Replication, by the way, has nothing to do with which node received the cockroach init request to initialize the cluster. For each piece of data, rather, there is a replica “leader” and replica “followers”. That perf tuning tutorial explains this more. The Replication Layer page in our architecture docs might also be helpful.

To address your use case, there is currently no way to configure CockroachDB to be “eventually consistent” like some NoSQL databases. It’s not designed for that. Instead, you have two options, I think. You can optimize the performance of reads and writes as described in that perf tuning tutorial and retain the fault tolerance benefits of CockroachDB. Or you can disable replication entirely by running this command:

Insecure cluster:

cockroach zone set .default --insecure --disable-replication --host=<address of any node>

Secure cluster:

cockroach zone set .default --certs-dir=<path to certs directory> --disable-replication --host=<address of any node>

It’s important to note that, if you disable replication, and have only 1 copy of each piece of data, you completely lose the fault tolerance benefits of CockroachDB. For example, in this case, if the node containing data for a specific table goes down, that data becomes completely unavailable, whereas in a replicated scenario, as long as a majority of the nodes with that table’s data are online, all is well.

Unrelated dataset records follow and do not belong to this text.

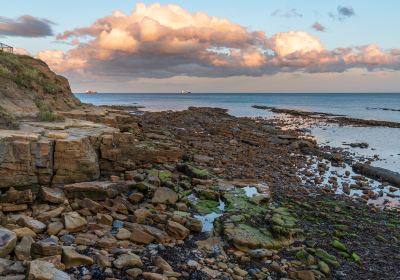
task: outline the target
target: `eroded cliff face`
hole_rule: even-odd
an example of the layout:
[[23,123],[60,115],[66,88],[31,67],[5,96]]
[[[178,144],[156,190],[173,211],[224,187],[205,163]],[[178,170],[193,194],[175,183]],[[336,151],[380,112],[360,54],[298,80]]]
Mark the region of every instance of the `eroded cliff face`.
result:
[[81,103],[68,80],[52,72],[41,60],[0,53],[0,128],[14,128],[13,118],[34,118],[43,107],[68,111]]

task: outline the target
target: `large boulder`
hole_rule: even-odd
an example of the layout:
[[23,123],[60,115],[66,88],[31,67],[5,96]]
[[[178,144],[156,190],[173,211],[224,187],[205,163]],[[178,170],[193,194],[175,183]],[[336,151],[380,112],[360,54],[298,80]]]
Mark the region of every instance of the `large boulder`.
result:
[[17,245],[17,235],[8,229],[0,227],[0,258],[10,254]]

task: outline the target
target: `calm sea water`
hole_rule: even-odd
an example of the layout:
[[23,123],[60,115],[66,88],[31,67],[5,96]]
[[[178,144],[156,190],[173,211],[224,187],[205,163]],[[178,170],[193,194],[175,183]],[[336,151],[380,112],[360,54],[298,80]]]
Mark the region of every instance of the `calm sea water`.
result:
[[374,108],[400,110],[400,93],[191,93],[191,94],[76,94],[85,103],[95,105],[145,106],[145,110],[184,110],[190,106],[219,107],[229,109],[235,116],[262,116],[268,113],[251,108],[267,105],[279,108],[302,109],[348,115],[354,118],[400,122],[400,111],[384,111]]
[[[85,103],[95,105],[141,105],[147,111],[184,110],[190,106],[219,107],[234,116],[271,117],[252,105],[347,115],[353,118],[400,122],[400,93],[191,93],[191,94],[76,94]],[[382,108],[392,109],[382,110]],[[400,172],[400,129],[385,127],[331,127],[312,131],[317,141],[334,147],[344,143],[367,142],[368,149],[353,149],[356,154],[378,154],[376,166]]]

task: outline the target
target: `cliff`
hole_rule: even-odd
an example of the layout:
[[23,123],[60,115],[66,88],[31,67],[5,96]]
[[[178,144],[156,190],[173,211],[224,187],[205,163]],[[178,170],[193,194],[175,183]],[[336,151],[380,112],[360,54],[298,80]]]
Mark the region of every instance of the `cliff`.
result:
[[0,52],[0,128],[15,128],[16,119],[55,120],[54,111],[81,105],[68,80],[41,60]]

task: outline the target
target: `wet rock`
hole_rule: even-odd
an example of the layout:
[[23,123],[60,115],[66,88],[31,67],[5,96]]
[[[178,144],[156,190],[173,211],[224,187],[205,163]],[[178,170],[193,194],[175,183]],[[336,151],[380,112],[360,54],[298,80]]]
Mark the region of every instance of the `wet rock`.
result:
[[178,201],[178,194],[170,188],[160,187],[154,192],[152,203],[174,204]]
[[65,264],[65,268],[68,269],[80,265],[91,265],[93,264],[93,259],[79,254],[72,247],[63,247],[62,262]]
[[131,230],[130,240],[134,243],[147,245],[153,242],[154,239],[155,238],[151,234],[148,234],[141,229],[133,228]]
[[65,229],[69,232],[77,232],[85,228],[87,221],[78,212],[68,212],[64,214]]
[[167,232],[176,239],[185,239],[190,234],[186,227],[171,220],[167,222]]
[[17,223],[21,226],[30,228],[35,233],[41,233],[46,230],[46,224],[28,216],[20,217]]
[[32,244],[31,255],[34,258],[61,255],[62,247],[53,238],[39,240]]
[[153,272],[143,272],[142,275],[145,280],[168,280],[167,276]]
[[17,235],[8,229],[0,227],[0,258],[10,254],[17,245]]
[[60,188],[41,187],[39,195],[42,201],[56,204],[63,203],[67,199],[64,191]]
[[160,256],[154,257],[153,262],[154,265],[161,269],[163,272],[174,271],[170,264]]
[[143,266],[143,262],[139,256],[135,254],[120,255],[114,262],[114,266],[119,269],[126,269],[130,267]]
[[34,260],[29,264],[28,270],[28,280],[71,280],[71,277],[55,268],[54,264],[41,261]]
[[18,260],[24,261],[31,258],[31,247],[35,240],[30,236],[22,237],[21,241],[15,247],[15,256]]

I hope this helps. Please let me know if you have follow-up questions.

Best,
Jesse

Hi @jesse,

Thank you for the reply. My use case is for an API where users are credited with a certain number of API calls/month, and there are geographically distributed nodes. A request to any one of the nodes causes a decrement in the credit. So, as you can tell, turning off replication won’t be appropriate at all :stuck_out_tongue:

Is there some documentation which I can use to get the best performance in such a scenario?

Hey @stevewatson301,

So there are a couple things to keep in mind: first, as Jesse noted, the fault tolerance benefits we provide require a cluster of at least three nodes. Second, due to the nature of how we guarantee that tolerance, you need nodes to reach consensus before writes are committed.

One option that might be worth pursuing if you want fault tolerance, lower latency, local data storage, and eventual consistency across regions would be to run five separate clusters and use change data capture. You could also increase the number of nodes within each DC and use localities as outlined in Jesse’s performance doc above.

Hope that helps. Let us know if you have further questions.

Hello, are there any changes on this subject since 2018? I have a similar, but even simpler case: I need to maintain a read only replica in another country (for legal purposes) and some replication lag is acceptable but the “slave cluster” must be capable of disconnecting from the “master cluster” and becoming independent. The CDC based solution is complicated (e.g. it is rather hard to monitor failures and restart after failure). Are there other options? Also can you please tell more about the “increasing number of nodes and using localities” ? Thanks.